Imposter or just impossible?

I’ve worked with so many successful people over the years, those for whom their values drive them to make a difference and so many share with me their niggling thoughts that one day they will be found out to be an imposter.

We are all riddled with judgements, those we took on as children, those we make of ourselves, those we suppose exist in the mind of the other. We judge ourself by a hidden ideal. The helpful truth is that most of our pain comes from the gap between the way we believe we and the world should be and the way we in fact are. Who says what we should be. Is it an early authority figure? A parent, teacher a god? Where do we get the idea that we should be perfect when we know at some level that is simply impossible.

The striving to be better, to be more than we are can keep us motivated to making a difference or for some of us even to get up in the morning. The problems come when we start comparing ourselves to our peers. ‘I studied with some of the finest musicians of my generation, so why wasn’t I that able?
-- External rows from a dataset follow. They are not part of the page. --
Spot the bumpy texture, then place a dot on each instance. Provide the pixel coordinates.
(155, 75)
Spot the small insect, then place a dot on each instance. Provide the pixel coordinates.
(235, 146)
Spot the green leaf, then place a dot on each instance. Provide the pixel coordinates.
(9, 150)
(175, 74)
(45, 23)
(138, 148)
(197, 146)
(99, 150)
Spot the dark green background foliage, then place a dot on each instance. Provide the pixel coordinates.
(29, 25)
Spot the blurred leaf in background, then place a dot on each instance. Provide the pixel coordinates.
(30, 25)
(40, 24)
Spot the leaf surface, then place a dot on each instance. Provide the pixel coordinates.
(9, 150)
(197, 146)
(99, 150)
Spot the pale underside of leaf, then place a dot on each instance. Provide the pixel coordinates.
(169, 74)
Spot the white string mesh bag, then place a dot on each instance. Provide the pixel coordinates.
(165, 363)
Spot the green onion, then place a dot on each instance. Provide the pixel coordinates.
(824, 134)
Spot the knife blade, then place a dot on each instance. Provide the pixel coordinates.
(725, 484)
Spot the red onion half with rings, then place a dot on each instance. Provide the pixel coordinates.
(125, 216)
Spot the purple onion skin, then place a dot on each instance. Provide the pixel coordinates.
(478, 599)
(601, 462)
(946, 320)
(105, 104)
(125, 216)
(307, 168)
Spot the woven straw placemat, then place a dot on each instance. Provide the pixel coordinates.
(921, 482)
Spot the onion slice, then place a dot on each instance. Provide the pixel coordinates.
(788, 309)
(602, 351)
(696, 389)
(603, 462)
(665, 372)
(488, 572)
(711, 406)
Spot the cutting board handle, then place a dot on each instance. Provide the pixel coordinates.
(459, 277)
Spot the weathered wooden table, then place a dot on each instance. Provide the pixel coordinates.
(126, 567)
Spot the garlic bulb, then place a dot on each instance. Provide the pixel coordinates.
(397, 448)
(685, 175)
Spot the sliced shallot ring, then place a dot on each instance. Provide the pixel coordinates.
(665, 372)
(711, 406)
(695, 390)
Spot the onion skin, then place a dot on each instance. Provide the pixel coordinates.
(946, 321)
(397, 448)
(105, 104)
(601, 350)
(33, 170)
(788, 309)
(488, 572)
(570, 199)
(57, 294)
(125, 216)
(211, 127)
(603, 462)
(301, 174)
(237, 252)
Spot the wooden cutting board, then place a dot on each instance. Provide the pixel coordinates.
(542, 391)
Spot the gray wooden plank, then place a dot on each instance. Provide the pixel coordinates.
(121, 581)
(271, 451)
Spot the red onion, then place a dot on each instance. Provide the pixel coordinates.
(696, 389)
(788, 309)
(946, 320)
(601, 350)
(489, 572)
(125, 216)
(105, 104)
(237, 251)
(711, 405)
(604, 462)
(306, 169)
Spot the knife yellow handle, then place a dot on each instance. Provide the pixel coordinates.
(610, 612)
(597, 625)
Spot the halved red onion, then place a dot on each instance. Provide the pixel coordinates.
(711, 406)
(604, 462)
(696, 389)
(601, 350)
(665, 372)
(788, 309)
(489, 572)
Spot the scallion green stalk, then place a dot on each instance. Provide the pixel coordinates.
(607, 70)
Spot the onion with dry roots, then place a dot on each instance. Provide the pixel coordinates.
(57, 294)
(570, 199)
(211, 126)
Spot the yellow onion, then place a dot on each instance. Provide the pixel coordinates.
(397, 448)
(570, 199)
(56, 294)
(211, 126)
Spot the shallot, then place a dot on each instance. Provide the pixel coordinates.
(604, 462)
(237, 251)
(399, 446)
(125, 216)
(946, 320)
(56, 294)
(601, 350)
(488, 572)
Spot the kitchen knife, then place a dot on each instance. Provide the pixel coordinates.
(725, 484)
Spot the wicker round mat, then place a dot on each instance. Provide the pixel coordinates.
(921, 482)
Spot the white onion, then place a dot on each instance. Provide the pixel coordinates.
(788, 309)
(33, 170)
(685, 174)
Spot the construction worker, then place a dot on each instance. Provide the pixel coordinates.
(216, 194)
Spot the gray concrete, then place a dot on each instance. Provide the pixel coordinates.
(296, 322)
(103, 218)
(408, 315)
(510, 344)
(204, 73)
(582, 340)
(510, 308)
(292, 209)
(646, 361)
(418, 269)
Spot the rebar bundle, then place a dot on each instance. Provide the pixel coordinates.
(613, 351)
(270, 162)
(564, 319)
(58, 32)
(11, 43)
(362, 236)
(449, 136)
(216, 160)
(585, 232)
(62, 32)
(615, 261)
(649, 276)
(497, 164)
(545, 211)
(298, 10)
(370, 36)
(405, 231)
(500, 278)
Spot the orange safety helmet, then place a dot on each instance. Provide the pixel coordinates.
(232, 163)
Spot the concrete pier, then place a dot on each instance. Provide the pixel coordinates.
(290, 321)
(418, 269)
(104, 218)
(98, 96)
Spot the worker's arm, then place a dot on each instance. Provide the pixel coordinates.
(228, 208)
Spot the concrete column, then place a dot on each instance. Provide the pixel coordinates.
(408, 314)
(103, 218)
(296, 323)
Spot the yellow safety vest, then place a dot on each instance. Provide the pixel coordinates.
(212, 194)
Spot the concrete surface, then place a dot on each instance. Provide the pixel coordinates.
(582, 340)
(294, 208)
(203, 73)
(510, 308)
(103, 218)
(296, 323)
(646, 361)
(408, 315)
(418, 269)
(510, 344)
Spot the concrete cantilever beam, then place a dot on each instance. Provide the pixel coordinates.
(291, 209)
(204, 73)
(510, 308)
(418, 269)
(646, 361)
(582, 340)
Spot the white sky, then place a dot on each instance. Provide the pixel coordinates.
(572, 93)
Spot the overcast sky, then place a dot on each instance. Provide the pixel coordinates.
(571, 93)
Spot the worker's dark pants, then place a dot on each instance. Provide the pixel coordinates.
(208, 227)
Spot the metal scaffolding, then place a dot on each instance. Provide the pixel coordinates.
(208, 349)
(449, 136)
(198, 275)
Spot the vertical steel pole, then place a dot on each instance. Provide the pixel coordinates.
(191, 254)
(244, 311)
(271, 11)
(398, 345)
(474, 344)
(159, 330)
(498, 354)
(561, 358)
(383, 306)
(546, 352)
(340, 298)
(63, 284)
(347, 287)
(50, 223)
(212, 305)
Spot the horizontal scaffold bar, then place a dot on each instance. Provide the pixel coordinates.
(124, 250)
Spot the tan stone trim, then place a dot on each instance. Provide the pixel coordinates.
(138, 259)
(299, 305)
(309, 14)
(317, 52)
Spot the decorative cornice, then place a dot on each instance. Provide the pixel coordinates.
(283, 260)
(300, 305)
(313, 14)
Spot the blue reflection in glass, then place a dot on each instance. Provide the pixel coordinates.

I went to university with some of the brightest minds, so why aren’t I a genius? I’ve worked with some fantastic leaders, so why aren’t I running a huge organisation? I was born in to a privileged generation, so why am I so poor?’ These whining mantras persist. We look at the gap, the absences rather than gently reflecting on how well we are us. Each primrose, or oak, or mountain or vale is of itself. It is beautiful and part of the rich ecosystem. No good if the primrose wants to be an oak, or the oak a mountain.

Even after years of therapeutic training, leadership development, self-awareness I find myself wistfully wondering what if?

And yet … I sit down to acknowledge what I have actually done in the last week: worked pro bono on two music festivals I founded, helped a coach wondering what next to dig deeper to find some answers, been to the energetic launch of a book I participated in, prepared for a special dinner celebrating friendship, written to the then Home Secretary to ask her to listen ….

So by anyone’s standards that is ‘good enough’.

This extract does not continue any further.